Pela primeira vez, em 11 edições do Desafio Cesb de Máxima Produtividade de Soja, o título nacional foi para o campeão na categoria que reúne produtores que cultivam soja em terreno irrigado. O vencedor foi Maurício de Bortoli, assessorado pelo consultor e irmão Eduardo de Bortoli, os quais representam a terceira geração de agricultores da família. A propriedade da área campeã fica em Cruz Alta/RS, totalizando 10.020 hectares, dos quais 7.340 são destinados à soja. A família tem por lema a inovação, utilizando alta tecnologia em seus cultivos e criações. A área do campeão atingiu a expressiva produtividade de 123,88 sacas por hectare, o que corresponde a 7.432,80 quilos. A área destinada ao desafio foi de 2,8 hectares, tendo como principais características ser um solo franco-argiloso (30%/40% de argila) e com alta capacidade de retenção de água (capacidade de campo = 35,7% e ponto de murcha permanente = 16,9%), conferindo a essa área uma capacidade de água disponível (CAD) da ordem de 1,88 milímetro de água armazenada por centímetro de profundidade no perfil.

Além da excelente característica físico-hídrica do solo, os irmãos De Bortoli também investiram na construção do perfil do solo, eliminando impedimentos físicos e químicos por meio de um plantio direto bem manejado, com calagens frequentes e rotação de culturas. Com relação à rotação de culturas, ao longo das últimas quatro safras, foram utilizadas, na área campeã, quatro culturas diferentes – soja, azevém, aveia-preta e nabo –, estando programadas para a safra 2019/2020 duas novas culturas – milho e trigo –, totalizando seis culturas distintas em sistema de sucessão e rotação. De um modo geral, essas práticas vêm sendo replicadas em toda a propriedade, onde os irmãos De Bortoli têm uma área experimental de mais de 30 hectares, garantindo uma evolução das produtividades, que saíram das 52,5 sacas por hectare, na safra 2014/15, para 72,6 sacas por hectare na safra 2018/19.

Especial

Irmãos Maurício e Eduardo de Bortoli, produtor e consultor campeões nacionais

Com relação ao genótipo empregado na área campeã, os irmãos utilizaram a Brasmax Zeus Ipro (55157RSF Ipro), cujas características são grupo de maturação = 5.5; porte médio; hábito de crescimento indeterminado; com resistência ao acamamento; médio índice de ramificação; ciclo precoce; alta exigência de fertilidade; peso de mil sementes = 209 gramas; alto potencial produtivo; taxa de germinação = 94%; e vigor de semente = 77%. Ou seja, parte dos altos níveis de produtividade se deu em função de um material genético de altíssima qualidade.

Especial

A soja na área campeã foi semeada em 23 de outubro de 2018, com o ciclo se completando 144 dias depois. As principais características da lavoura foram as seguintes: população obtida = 274 mil plantas/ha; número de plantas/ metro = 12,33; espaçamento entrelinhas = 45 centímetros; tamanho da semente = 7 milímetros; sistema de distribuição de semente = pneumático; profundidade de aplicação de fertilizantes = 15 centímetros; sistema de abertura de sulco = sulcador (botinha); velocidade operacional do plantio = 6 quilômetros/hora. Assim, o genótipo de alto potencial, associado ao eficiente manejo da cultura desde a semeadura até a colheita, levou à obtenção de uma lavoura com as seguintes características: 94 centímetros de altura; inserção da primeira vagem a 7 centímetros; 14 nós por planta; 73 vagens por planta e 5,2 vagens por nó. Além disso, o número de grãos por vagem teve o seguinte padrão: 4,1% com um grão; 30,1% com dois grãos; 49,3% com três grãos; e 16,5% com quatro grãos.

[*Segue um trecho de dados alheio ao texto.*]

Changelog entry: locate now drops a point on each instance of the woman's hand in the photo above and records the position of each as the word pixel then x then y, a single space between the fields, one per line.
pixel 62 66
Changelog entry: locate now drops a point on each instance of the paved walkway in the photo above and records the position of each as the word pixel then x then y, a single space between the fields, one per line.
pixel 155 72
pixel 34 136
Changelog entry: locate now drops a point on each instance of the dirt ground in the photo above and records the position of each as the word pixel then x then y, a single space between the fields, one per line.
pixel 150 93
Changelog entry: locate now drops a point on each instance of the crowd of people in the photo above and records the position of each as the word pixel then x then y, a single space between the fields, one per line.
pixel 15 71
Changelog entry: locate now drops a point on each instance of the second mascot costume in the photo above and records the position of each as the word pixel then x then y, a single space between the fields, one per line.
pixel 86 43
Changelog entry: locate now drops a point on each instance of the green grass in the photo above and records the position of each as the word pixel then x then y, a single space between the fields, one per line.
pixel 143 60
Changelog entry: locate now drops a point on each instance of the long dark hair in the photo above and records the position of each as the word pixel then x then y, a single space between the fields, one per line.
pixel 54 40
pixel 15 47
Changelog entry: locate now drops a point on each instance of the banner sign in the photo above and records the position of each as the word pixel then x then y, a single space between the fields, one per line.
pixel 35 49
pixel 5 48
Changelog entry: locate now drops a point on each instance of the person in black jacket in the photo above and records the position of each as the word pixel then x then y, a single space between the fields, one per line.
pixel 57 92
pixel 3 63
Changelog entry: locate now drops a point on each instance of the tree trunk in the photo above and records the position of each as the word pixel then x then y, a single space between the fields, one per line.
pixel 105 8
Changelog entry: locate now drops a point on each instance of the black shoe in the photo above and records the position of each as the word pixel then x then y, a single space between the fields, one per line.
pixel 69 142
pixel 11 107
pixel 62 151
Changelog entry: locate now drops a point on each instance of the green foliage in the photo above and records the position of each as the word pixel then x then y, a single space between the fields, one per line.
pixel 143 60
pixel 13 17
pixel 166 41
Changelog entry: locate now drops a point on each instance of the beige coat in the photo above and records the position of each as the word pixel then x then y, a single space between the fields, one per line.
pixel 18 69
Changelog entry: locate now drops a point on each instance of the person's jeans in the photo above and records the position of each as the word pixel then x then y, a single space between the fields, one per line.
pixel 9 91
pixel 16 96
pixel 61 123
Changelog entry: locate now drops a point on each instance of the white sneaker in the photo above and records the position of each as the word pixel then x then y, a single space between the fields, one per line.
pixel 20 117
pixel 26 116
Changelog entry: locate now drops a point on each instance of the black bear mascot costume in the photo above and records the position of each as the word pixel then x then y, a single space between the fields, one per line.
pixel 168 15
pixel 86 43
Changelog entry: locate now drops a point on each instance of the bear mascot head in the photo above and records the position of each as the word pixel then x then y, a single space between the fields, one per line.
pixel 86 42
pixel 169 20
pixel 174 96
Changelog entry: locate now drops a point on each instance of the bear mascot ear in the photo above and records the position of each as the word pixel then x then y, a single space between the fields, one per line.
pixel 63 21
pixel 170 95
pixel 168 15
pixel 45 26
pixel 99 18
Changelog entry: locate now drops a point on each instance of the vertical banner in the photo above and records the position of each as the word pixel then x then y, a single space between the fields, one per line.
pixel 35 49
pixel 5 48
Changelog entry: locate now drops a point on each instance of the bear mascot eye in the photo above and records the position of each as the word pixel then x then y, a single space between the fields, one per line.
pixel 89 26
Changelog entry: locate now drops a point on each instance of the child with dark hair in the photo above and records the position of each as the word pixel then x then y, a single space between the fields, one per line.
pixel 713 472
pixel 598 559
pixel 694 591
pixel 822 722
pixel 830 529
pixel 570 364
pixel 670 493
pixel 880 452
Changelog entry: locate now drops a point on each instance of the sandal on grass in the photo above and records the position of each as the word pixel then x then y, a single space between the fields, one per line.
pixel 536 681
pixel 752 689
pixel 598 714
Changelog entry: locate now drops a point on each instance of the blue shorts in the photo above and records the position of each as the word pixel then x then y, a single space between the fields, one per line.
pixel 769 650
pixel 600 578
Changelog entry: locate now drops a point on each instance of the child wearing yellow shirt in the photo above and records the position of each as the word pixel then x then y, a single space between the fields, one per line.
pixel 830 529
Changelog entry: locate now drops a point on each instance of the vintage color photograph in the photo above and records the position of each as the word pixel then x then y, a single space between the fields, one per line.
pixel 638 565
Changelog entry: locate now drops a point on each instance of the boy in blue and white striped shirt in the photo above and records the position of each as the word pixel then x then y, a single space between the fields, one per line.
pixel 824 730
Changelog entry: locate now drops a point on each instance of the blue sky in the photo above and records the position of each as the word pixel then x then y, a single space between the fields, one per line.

Apesar de a área campeã ter sido irrigada, as lâminas aplicadas se restringiram à fase reprodutiva, mais especifi camente durante o enchimento de grãos, sendo três aplicações de 8 milímetros, totalizando 24 milímetros, entre 105 e 110 dias após a semeadura. Apesar de essas lâminas de água não terem suprido a necessidade hídrica plena da cultura da soja, elas foram fundamentais para que não houvesse maiores perdas de produtividade durante essa fase, que é a mais exigente em termos de necessidade hídrica. Com essas três aplicações de água, foi possível quebra de uma sequência de 25 dias de veranico, o que teria sido muito prejudicial à cultura. Definitivamente, a estratégia de se irrigar a cultura nesse momento crítico fez a diferença para que a lavoura dos irmãos De Bortoli superasse o campeão de sequeiro, também do Rio Grande do Sul. Caso a irrigação não tivesse sido empregada, com certeza, a produtividade da área continuaria acima de 100 sacas por hectare, mas talvez não tivesse sido suficiente para se ter atingido a posição de campeão nacional.

Capricho nas operações — De um modo geral, apesar de todas as tecnologias, incluindo a escolha do genótipo, o capricho nas operações de campo, a fertilização do solo e o controle de pragas, doenças e plantas daninhas bem elabora dos, o que efetivamente mostrou ser um diferencial na área do campeão nacional foi sua preocupação em construir um perfil profundo de solo. Nesse caso, foi possível observar nas auditorias do Cesb que a resistência à penetração na área campeã foi sempre inferior a 1,3 MPa (megapascal) em todo o perfil (até 60 centímetros), o que é considerado muito favorável ao crescimento radicular.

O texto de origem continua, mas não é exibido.